Academic literacies and inclusivity
Understandably enough, when conversations turn towards inclusive curricula in HE, the focus is very often on questions of content, accessibility and representation. These are clearly important questions in need of regular revisiting and critical reflection – preferably in lively and open dialogue with our students (as has recently been witnessed so encouragingly at the University of Leicester).
However, there is also a danger that we will forget that what we’re actually seeking to include students in is not, and can never be, reducible to content, representation and access. Undertaking a course of study involves, after all, also being able to participate in a whole load of academic practices, rhetorical conventions, epistemological values etc. (e.g. reading, analysing, being ‘critical’, developing arguments, evidencing knowledge claims, formulating questions, writing, presenting). Strangely, these are the sorts of vital practices that often tend to be overlooked, or at best assigned the status of afterthought, in many conversations about ‘curriculum’. You might say that a learning developer’s initial response to the brilliantly provocative question, ‘why is my curriculum white?’ would be ‘well, first of all, are we actually talking about the “curriculum” or merely about the “syllabus”?’
The value of a more diverse module reading list, for example, is also contingent on students having developed the means to effectively:
- navigate that list (starting with an understanding what a reading list does and doesn’t signal);
- engage critically and productively with its contents;
- situate their own emergent knowledge in relation to the knowledge and knowers they encounter on the list.
A ‘curriculum’ that doesn’t account, explicitly, for the need to develop such practices is barely worth the name. It certainly has little hope of being ‘inclusive’. Importantly, this is not, first and foremost, a matter of learning the right technical ‘skills’. Indeed, the all-to-often objectifying, de-humanising discourse of ‘study skills’ is, I would argue, radically inappropriate to any conversation about inclusivity or diversity. Rather, it is a matter of developing certain social practices that enable students to experience and signal their own ‘inclusion’ within different disciplinary communities. As such, any move towards achieving greater inclusivity will ultimately fail, or at best only ever partially succeed, unless we: a) consider how our curricula support students’ development of discipline-relevant academic values and practices (values and practices which are themselves every bit as integral to the curriculum as the topics, theories, writers etc. taught on the syllabus); and b) reflect critically on just how inclusive these practices are and what assumptions they make about who gets to be ‘included’ and who experiences ‘exclusion’.

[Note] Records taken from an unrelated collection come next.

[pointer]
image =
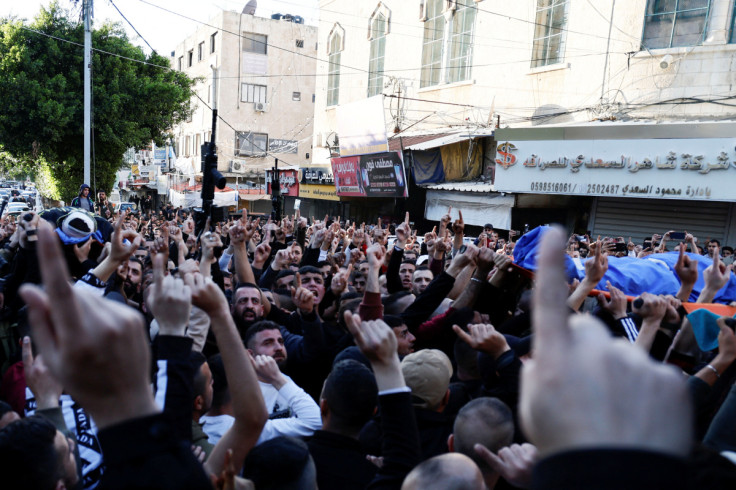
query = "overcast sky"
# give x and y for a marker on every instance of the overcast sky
(160, 28)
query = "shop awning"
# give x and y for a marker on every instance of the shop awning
(479, 207)
(429, 141)
(249, 196)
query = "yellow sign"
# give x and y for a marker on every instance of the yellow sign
(313, 191)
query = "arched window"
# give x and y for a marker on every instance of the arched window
(447, 49)
(333, 71)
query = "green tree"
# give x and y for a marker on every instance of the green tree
(136, 99)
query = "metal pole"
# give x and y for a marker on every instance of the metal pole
(87, 87)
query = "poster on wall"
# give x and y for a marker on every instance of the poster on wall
(373, 175)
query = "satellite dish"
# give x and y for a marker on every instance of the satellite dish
(250, 7)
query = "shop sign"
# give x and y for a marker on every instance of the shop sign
(317, 175)
(323, 192)
(276, 145)
(288, 181)
(696, 169)
(375, 175)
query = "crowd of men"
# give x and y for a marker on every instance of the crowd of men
(304, 354)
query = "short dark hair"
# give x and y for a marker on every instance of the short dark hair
(282, 463)
(284, 273)
(310, 269)
(242, 285)
(256, 328)
(351, 393)
(220, 391)
(196, 360)
(393, 321)
(390, 301)
(28, 458)
(487, 421)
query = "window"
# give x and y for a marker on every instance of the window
(251, 144)
(461, 44)
(255, 43)
(253, 93)
(378, 50)
(333, 72)
(447, 43)
(672, 23)
(549, 33)
(433, 43)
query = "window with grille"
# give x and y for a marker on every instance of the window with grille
(377, 54)
(549, 32)
(251, 144)
(333, 71)
(253, 93)
(675, 23)
(255, 43)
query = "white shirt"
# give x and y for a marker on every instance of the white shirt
(216, 426)
(291, 412)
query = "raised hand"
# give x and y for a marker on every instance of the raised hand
(514, 463)
(268, 371)
(716, 275)
(303, 298)
(577, 356)
(616, 306)
(458, 227)
(340, 281)
(96, 348)
(206, 295)
(483, 337)
(44, 386)
(170, 300)
(686, 268)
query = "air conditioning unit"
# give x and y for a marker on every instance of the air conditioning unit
(237, 166)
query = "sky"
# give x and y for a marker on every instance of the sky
(163, 30)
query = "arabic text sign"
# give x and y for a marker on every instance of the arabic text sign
(346, 172)
(376, 175)
(700, 169)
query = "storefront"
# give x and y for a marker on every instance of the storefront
(625, 179)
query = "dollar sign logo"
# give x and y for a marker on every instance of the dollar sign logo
(506, 159)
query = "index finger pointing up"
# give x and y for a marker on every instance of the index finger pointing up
(550, 313)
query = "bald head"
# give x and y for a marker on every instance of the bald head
(451, 471)
(486, 421)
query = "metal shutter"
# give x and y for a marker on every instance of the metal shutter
(639, 218)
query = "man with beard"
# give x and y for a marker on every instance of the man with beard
(132, 284)
(292, 412)
(249, 307)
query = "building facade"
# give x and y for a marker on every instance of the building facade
(263, 72)
(453, 73)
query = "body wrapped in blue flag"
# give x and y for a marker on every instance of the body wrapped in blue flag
(653, 274)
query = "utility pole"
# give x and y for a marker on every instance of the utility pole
(88, 12)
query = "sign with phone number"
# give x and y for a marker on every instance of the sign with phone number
(696, 169)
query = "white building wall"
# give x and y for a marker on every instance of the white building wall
(598, 78)
(289, 69)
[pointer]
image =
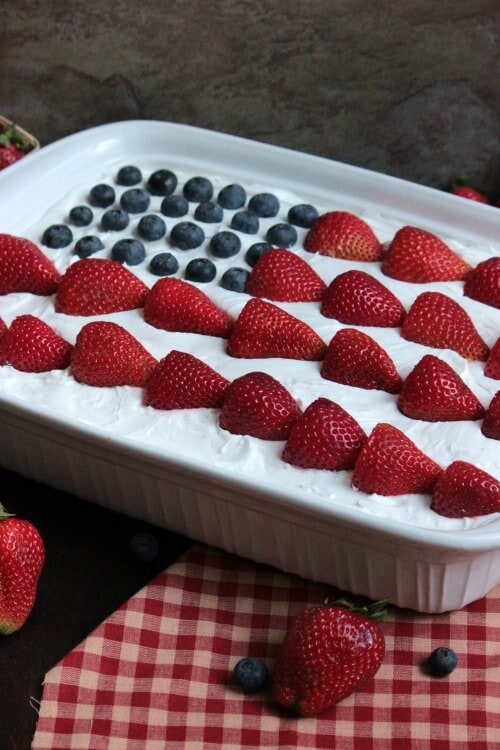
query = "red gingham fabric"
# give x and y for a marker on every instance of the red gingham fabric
(156, 674)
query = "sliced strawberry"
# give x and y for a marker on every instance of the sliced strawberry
(483, 283)
(325, 436)
(418, 256)
(182, 381)
(264, 330)
(463, 490)
(96, 287)
(391, 464)
(438, 321)
(31, 345)
(356, 298)
(175, 305)
(24, 268)
(282, 276)
(106, 355)
(341, 234)
(491, 422)
(257, 404)
(354, 358)
(434, 392)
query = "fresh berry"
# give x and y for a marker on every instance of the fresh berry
(251, 674)
(438, 321)
(22, 557)
(31, 345)
(186, 235)
(434, 392)
(441, 662)
(464, 491)
(282, 276)
(483, 283)
(107, 355)
(57, 236)
(354, 358)
(96, 287)
(257, 404)
(356, 298)
(390, 464)
(326, 654)
(418, 256)
(182, 381)
(264, 330)
(324, 437)
(24, 268)
(201, 269)
(175, 305)
(341, 234)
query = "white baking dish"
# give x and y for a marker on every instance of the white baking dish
(427, 569)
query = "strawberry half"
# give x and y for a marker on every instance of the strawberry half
(434, 392)
(483, 283)
(175, 305)
(282, 276)
(354, 358)
(356, 298)
(182, 381)
(96, 287)
(463, 491)
(107, 355)
(24, 268)
(438, 321)
(264, 330)
(418, 256)
(257, 404)
(325, 436)
(391, 464)
(341, 234)
(31, 345)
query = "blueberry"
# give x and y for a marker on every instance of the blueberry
(302, 215)
(102, 196)
(225, 244)
(442, 661)
(251, 674)
(198, 189)
(163, 264)
(114, 220)
(129, 175)
(244, 221)
(209, 212)
(232, 197)
(187, 235)
(283, 235)
(81, 216)
(162, 182)
(200, 269)
(255, 251)
(235, 279)
(144, 547)
(264, 205)
(88, 245)
(131, 252)
(151, 227)
(174, 206)
(57, 235)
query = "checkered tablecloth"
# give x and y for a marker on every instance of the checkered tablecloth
(156, 674)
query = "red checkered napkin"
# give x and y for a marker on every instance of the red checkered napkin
(156, 674)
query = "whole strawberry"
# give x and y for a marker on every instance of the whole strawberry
(22, 555)
(326, 654)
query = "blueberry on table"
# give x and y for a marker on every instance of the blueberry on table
(131, 252)
(200, 269)
(57, 235)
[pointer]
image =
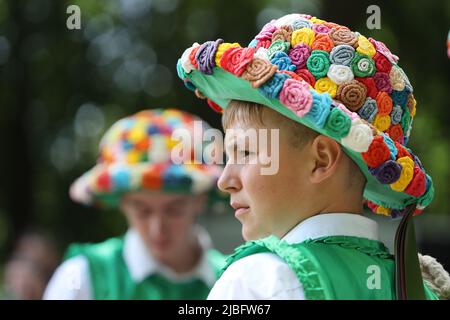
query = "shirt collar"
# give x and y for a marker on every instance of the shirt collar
(142, 264)
(333, 224)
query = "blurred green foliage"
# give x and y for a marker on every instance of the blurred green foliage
(60, 89)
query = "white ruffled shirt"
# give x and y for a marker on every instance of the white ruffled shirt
(71, 280)
(266, 276)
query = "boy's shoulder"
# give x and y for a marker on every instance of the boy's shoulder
(259, 275)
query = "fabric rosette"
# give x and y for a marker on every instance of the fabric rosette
(282, 61)
(362, 65)
(338, 123)
(283, 34)
(388, 172)
(303, 36)
(326, 85)
(365, 47)
(343, 36)
(221, 50)
(273, 86)
(307, 76)
(406, 175)
(384, 103)
(322, 42)
(318, 63)
(206, 55)
(359, 136)
(277, 46)
(340, 74)
(352, 94)
(296, 96)
(396, 114)
(185, 61)
(342, 54)
(320, 109)
(369, 110)
(299, 55)
(236, 59)
(258, 71)
(382, 82)
(382, 122)
(377, 153)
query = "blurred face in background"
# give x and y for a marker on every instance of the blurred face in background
(164, 221)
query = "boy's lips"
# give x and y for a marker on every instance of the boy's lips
(240, 208)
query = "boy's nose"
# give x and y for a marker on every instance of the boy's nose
(229, 180)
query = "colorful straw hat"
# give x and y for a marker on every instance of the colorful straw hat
(332, 80)
(135, 154)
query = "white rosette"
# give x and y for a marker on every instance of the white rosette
(262, 53)
(340, 74)
(185, 62)
(287, 20)
(359, 137)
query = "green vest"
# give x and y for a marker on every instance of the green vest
(111, 280)
(335, 267)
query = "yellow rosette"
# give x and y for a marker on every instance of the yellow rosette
(326, 85)
(365, 47)
(222, 48)
(382, 122)
(303, 35)
(406, 176)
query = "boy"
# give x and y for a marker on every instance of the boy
(344, 112)
(164, 254)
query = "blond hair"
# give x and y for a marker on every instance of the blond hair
(252, 114)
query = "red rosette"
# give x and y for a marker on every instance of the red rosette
(396, 133)
(263, 44)
(104, 182)
(214, 106)
(236, 59)
(192, 57)
(382, 63)
(401, 151)
(377, 154)
(372, 206)
(384, 103)
(418, 184)
(293, 75)
(307, 76)
(372, 90)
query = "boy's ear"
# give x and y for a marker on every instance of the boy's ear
(326, 154)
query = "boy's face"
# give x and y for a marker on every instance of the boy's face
(164, 221)
(266, 204)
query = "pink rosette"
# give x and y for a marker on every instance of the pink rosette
(321, 28)
(296, 96)
(266, 32)
(381, 48)
(236, 59)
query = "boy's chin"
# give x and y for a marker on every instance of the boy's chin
(250, 234)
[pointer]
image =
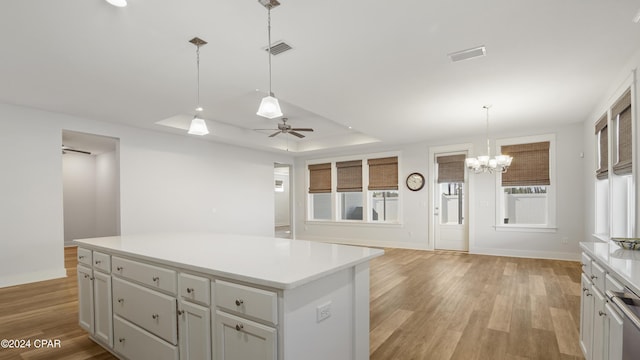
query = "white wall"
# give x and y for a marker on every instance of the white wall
(414, 232)
(168, 183)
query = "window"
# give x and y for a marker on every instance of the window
(348, 201)
(320, 191)
(526, 196)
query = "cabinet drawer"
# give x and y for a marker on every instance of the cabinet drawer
(597, 276)
(102, 262)
(84, 257)
(612, 284)
(151, 275)
(195, 288)
(245, 300)
(238, 338)
(586, 264)
(146, 308)
(135, 343)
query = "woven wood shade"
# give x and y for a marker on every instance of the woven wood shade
(383, 173)
(530, 165)
(450, 168)
(349, 176)
(621, 111)
(602, 132)
(320, 178)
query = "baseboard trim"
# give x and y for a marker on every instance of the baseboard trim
(26, 278)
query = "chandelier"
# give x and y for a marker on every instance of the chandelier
(484, 163)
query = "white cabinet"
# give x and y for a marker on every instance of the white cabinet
(239, 338)
(195, 331)
(586, 317)
(85, 298)
(103, 314)
(614, 350)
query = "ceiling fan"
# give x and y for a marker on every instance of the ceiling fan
(285, 128)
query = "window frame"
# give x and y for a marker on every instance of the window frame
(336, 216)
(551, 213)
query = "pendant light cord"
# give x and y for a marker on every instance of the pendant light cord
(269, 46)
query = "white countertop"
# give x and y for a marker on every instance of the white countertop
(272, 262)
(624, 263)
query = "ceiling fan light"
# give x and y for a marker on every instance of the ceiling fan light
(269, 108)
(198, 127)
(118, 3)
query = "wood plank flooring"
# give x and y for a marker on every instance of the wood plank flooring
(424, 305)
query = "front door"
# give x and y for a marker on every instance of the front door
(450, 202)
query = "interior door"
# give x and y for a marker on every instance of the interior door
(450, 202)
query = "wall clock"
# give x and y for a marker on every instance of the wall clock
(415, 181)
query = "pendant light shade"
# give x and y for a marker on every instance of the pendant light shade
(269, 107)
(198, 127)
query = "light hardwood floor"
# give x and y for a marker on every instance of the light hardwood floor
(424, 305)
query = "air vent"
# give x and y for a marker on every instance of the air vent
(278, 48)
(468, 53)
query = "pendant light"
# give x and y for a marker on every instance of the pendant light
(198, 126)
(269, 106)
(484, 163)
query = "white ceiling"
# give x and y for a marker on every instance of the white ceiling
(380, 67)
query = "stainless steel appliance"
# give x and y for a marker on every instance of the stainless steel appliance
(628, 303)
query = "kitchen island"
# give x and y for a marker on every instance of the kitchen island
(214, 296)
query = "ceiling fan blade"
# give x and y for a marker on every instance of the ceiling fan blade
(295, 134)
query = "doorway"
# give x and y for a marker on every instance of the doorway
(282, 201)
(450, 200)
(91, 186)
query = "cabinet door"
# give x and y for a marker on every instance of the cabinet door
(241, 339)
(103, 313)
(599, 325)
(586, 317)
(194, 332)
(85, 298)
(615, 333)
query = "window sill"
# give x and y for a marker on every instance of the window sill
(526, 228)
(352, 223)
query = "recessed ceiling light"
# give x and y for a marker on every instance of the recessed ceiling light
(118, 3)
(468, 53)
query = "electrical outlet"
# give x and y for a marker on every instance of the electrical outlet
(323, 311)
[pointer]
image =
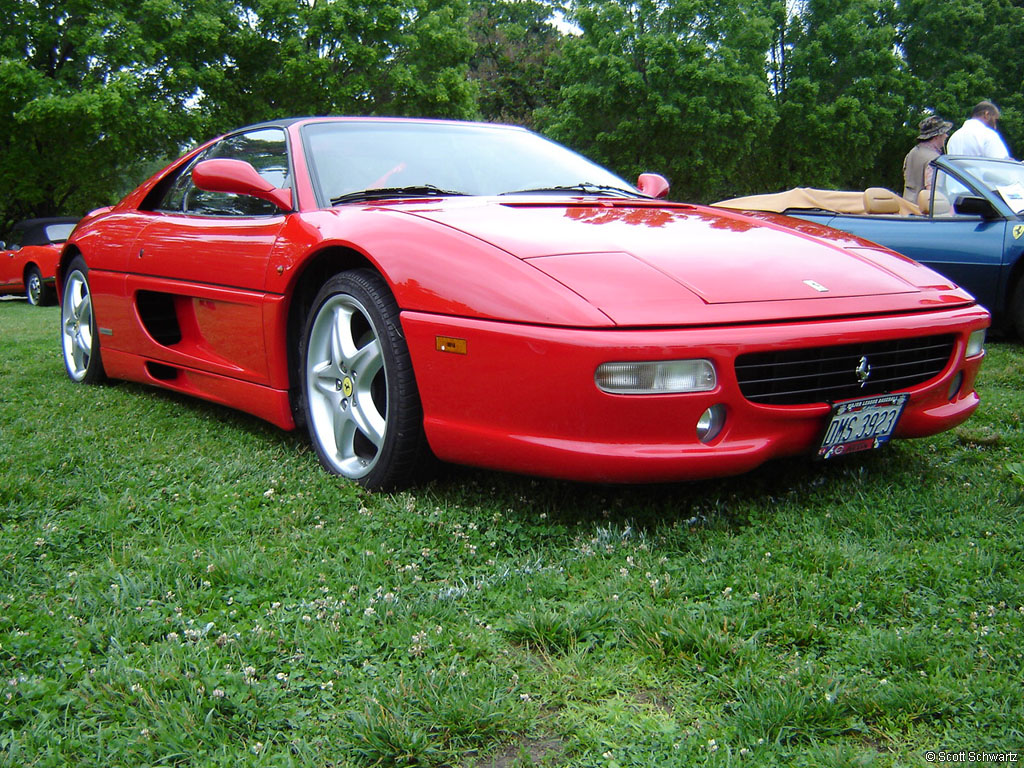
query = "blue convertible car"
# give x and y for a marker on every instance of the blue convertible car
(970, 226)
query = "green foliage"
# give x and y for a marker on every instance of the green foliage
(377, 57)
(514, 42)
(674, 87)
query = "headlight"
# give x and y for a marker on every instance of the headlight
(657, 377)
(975, 343)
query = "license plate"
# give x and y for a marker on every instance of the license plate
(861, 425)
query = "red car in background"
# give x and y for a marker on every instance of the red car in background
(476, 292)
(29, 258)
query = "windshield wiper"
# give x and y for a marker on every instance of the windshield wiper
(383, 193)
(584, 186)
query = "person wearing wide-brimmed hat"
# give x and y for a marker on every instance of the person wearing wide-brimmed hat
(918, 171)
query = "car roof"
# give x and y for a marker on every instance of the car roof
(286, 122)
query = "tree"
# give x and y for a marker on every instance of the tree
(675, 86)
(89, 95)
(843, 96)
(342, 56)
(93, 97)
(514, 44)
(965, 51)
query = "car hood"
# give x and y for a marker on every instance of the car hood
(653, 263)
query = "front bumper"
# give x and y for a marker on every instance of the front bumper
(522, 398)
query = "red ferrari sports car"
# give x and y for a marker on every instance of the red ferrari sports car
(29, 258)
(476, 292)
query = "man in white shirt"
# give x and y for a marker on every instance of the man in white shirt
(978, 137)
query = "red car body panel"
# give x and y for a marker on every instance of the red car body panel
(541, 291)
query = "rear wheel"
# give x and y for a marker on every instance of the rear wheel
(361, 404)
(78, 327)
(36, 291)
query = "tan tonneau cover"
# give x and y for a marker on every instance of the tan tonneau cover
(805, 198)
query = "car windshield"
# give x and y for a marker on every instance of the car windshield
(58, 232)
(1001, 178)
(360, 160)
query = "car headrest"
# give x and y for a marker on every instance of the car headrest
(925, 201)
(880, 200)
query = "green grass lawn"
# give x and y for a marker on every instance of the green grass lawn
(183, 585)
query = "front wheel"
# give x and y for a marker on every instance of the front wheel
(78, 327)
(361, 404)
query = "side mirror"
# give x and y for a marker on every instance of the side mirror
(653, 185)
(969, 205)
(239, 177)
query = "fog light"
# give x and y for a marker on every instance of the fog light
(710, 424)
(656, 377)
(955, 385)
(975, 343)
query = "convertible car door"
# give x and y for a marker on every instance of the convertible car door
(198, 271)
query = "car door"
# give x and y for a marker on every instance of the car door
(198, 272)
(10, 264)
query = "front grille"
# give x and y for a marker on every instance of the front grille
(795, 377)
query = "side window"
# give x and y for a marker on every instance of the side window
(265, 150)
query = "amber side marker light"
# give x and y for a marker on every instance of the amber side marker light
(975, 343)
(449, 344)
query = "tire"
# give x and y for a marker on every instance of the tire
(79, 340)
(359, 397)
(37, 292)
(1017, 308)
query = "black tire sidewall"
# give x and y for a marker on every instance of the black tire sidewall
(34, 273)
(400, 454)
(94, 370)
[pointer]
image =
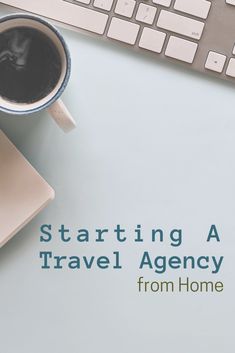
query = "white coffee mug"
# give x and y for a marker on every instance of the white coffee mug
(52, 101)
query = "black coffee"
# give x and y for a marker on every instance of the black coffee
(30, 65)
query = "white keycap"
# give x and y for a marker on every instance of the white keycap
(215, 61)
(84, 1)
(85, 18)
(125, 7)
(123, 30)
(180, 24)
(231, 68)
(199, 8)
(146, 13)
(181, 49)
(103, 4)
(230, 2)
(152, 40)
(166, 3)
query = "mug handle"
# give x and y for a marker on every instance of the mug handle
(62, 116)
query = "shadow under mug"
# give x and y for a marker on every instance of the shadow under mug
(52, 101)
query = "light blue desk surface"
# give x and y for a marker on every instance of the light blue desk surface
(154, 146)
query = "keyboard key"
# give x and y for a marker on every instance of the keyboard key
(231, 68)
(181, 49)
(166, 3)
(230, 2)
(180, 24)
(84, 18)
(198, 8)
(152, 40)
(125, 7)
(215, 61)
(146, 13)
(103, 4)
(123, 30)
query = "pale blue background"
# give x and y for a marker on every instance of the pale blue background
(154, 145)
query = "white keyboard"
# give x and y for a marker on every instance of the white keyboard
(198, 33)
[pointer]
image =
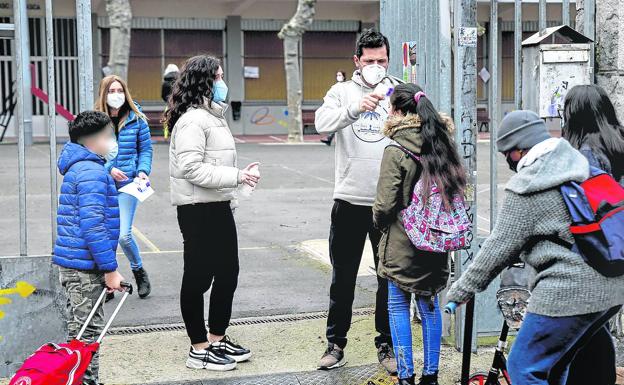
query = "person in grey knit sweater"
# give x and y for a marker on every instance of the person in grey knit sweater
(570, 301)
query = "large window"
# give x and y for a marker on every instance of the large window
(324, 54)
(266, 51)
(152, 49)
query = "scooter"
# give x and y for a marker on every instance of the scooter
(512, 301)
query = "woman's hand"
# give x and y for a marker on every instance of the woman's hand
(249, 177)
(118, 175)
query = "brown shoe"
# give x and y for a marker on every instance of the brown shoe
(385, 354)
(332, 358)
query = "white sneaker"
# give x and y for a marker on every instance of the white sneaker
(210, 359)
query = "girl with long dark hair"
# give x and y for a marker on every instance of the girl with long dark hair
(417, 127)
(204, 178)
(592, 127)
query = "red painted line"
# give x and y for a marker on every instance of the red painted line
(39, 93)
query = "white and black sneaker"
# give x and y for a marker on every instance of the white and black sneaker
(210, 359)
(229, 349)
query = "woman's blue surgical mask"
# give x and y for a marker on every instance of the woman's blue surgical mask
(219, 90)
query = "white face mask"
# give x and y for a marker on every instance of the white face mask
(373, 74)
(116, 100)
(113, 150)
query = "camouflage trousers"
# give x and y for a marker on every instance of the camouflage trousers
(82, 289)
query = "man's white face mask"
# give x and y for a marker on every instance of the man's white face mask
(373, 74)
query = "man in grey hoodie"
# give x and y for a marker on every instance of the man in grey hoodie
(571, 303)
(356, 111)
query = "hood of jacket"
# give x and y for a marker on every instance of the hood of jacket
(561, 165)
(73, 153)
(405, 130)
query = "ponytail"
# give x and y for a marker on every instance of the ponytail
(439, 157)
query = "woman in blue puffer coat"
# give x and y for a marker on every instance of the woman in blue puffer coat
(134, 160)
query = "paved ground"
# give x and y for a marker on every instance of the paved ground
(291, 205)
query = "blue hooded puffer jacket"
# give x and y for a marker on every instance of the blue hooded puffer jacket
(135, 148)
(88, 214)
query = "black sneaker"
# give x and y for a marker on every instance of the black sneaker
(231, 350)
(385, 355)
(210, 359)
(143, 284)
(332, 358)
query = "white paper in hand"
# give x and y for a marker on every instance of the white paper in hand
(139, 188)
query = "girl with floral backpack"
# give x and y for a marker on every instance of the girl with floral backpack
(420, 209)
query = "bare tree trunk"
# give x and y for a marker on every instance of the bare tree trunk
(291, 34)
(120, 18)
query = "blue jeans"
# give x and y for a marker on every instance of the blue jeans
(127, 207)
(545, 346)
(400, 326)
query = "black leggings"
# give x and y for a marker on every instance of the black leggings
(210, 259)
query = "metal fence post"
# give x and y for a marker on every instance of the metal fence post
(589, 30)
(494, 110)
(518, 54)
(21, 57)
(445, 57)
(465, 97)
(51, 115)
(542, 16)
(565, 12)
(85, 56)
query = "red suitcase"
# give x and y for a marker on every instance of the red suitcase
(65, 364)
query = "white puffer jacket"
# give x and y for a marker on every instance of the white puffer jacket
(202, 157)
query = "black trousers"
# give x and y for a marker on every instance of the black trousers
(349, 226)
(595, 362)
(210, 259)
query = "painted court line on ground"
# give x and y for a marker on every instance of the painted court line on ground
(307, 175)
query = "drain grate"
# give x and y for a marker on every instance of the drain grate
(359, 375)
(130, 330)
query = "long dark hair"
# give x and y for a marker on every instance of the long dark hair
(439, 156)
(192, 87)
(590, 120)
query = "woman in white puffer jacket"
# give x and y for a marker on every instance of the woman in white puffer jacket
(204, 178)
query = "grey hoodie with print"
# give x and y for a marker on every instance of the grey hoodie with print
(360, 142)
(532, 215)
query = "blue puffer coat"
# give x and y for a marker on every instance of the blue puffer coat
(135, 148)
(88, 214)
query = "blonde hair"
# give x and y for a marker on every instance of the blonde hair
(102, 106)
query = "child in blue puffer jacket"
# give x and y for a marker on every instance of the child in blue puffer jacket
(87, 225)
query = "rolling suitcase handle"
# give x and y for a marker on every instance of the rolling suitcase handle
(127, 292)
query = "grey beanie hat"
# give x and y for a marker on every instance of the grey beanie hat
(521, 129)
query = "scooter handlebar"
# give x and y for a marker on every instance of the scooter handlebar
(450, 307)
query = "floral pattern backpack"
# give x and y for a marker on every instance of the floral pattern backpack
(430, 225)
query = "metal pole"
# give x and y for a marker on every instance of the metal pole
(465, 98)
(85, 56)
(589, 30)
(21, 55)
(494, 110)
(51, 115)
(565, 12)
(24, 46)
(518, 54)
(445, 57)
(542, 16)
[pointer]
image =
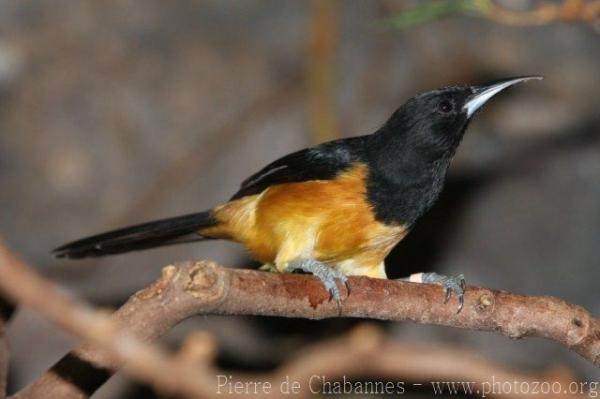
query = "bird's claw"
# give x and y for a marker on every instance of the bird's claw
(326, 274)
(451, 284)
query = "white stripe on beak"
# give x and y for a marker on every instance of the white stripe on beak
(482, 94)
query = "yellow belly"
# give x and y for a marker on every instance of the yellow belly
(330, 221)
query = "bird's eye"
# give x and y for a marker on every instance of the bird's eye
(445, 107)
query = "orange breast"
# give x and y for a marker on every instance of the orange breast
(327, 220)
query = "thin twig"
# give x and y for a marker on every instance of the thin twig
(142, 360)
(4, 354)
(320, 71)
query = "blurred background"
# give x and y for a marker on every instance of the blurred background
(117, 112)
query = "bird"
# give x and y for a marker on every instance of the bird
(335, 209)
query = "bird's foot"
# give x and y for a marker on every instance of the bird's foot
(268, 267)
(326, 274)
(451, 284)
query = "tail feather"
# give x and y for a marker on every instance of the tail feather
(142, 236)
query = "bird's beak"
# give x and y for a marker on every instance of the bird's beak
(481, 94)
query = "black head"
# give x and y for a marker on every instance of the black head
(435, 121)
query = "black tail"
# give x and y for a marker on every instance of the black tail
(142, 236)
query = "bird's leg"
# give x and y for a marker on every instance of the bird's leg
(451, 284)
(326, 274)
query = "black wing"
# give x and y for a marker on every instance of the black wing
(322, 162)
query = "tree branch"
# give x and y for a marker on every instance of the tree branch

I’ve written about all of this before (I tend to go on about it a lot – precisely to what ends, apart from personal catharsis, I’m never entirely sure) but for now, I’d like to pose the following questions for us to consider:
- What do we expect students to be able to do in order to fully engage with (in other words, to be included in) their programmes of study?
- How does what we expect students to be able to do here, differ from what they will have been expected to be able to do before (e.g. at school or college)? What have been the ‘rules’ or ‘terms’ of inclusion in the past, and how do they differ from the ones that prevail here and now?
- How do our programmes (the way we teach, assess and support learning) enable students to learn to do all this stuff upon which inclusion ultimately hinges? (The LLI’s Transitions Toolkit aims to provide some ready-to-use answers to this one!)
- Just how inclusive are the rules and terms of inclusion we ask students to meet and comply with? If students have to perform particular kinds of identity, or talk and write with particular kinds of ‘academic voice’, where do these come from and who, historically, has tended to define and police these means by which others are included or excluded? How far does the performance of particular, approved, academic identities entail ‘them’ learning to act and sound more and more like ‘us’? Do our curricula provide space for us and our students to reflect on such questions?
These kinds of questions will be familiar to anyone who has engaged in, and/or has any knowledge of, the struggles the oppressed, marginalised and excluded have waged, and continue to wage, against various forms exclusion, misrecognition and symbolic violence. And we should surely never forget that it’s just these struggles that have made possible, and forced onto the agenda, higher education’s long overdue concern with ‘inclusivity’.
Postscript
If you only have time to read one paper on all this, then I would definitely recommend this one by the reliably brilliant Penny-Jane Burke:
Burke, P.J. (2008) Writing, Power and Voice: Access to and Participation in Higher Education, Changing English: Studies in Culture and Education, 15(2), 199-210.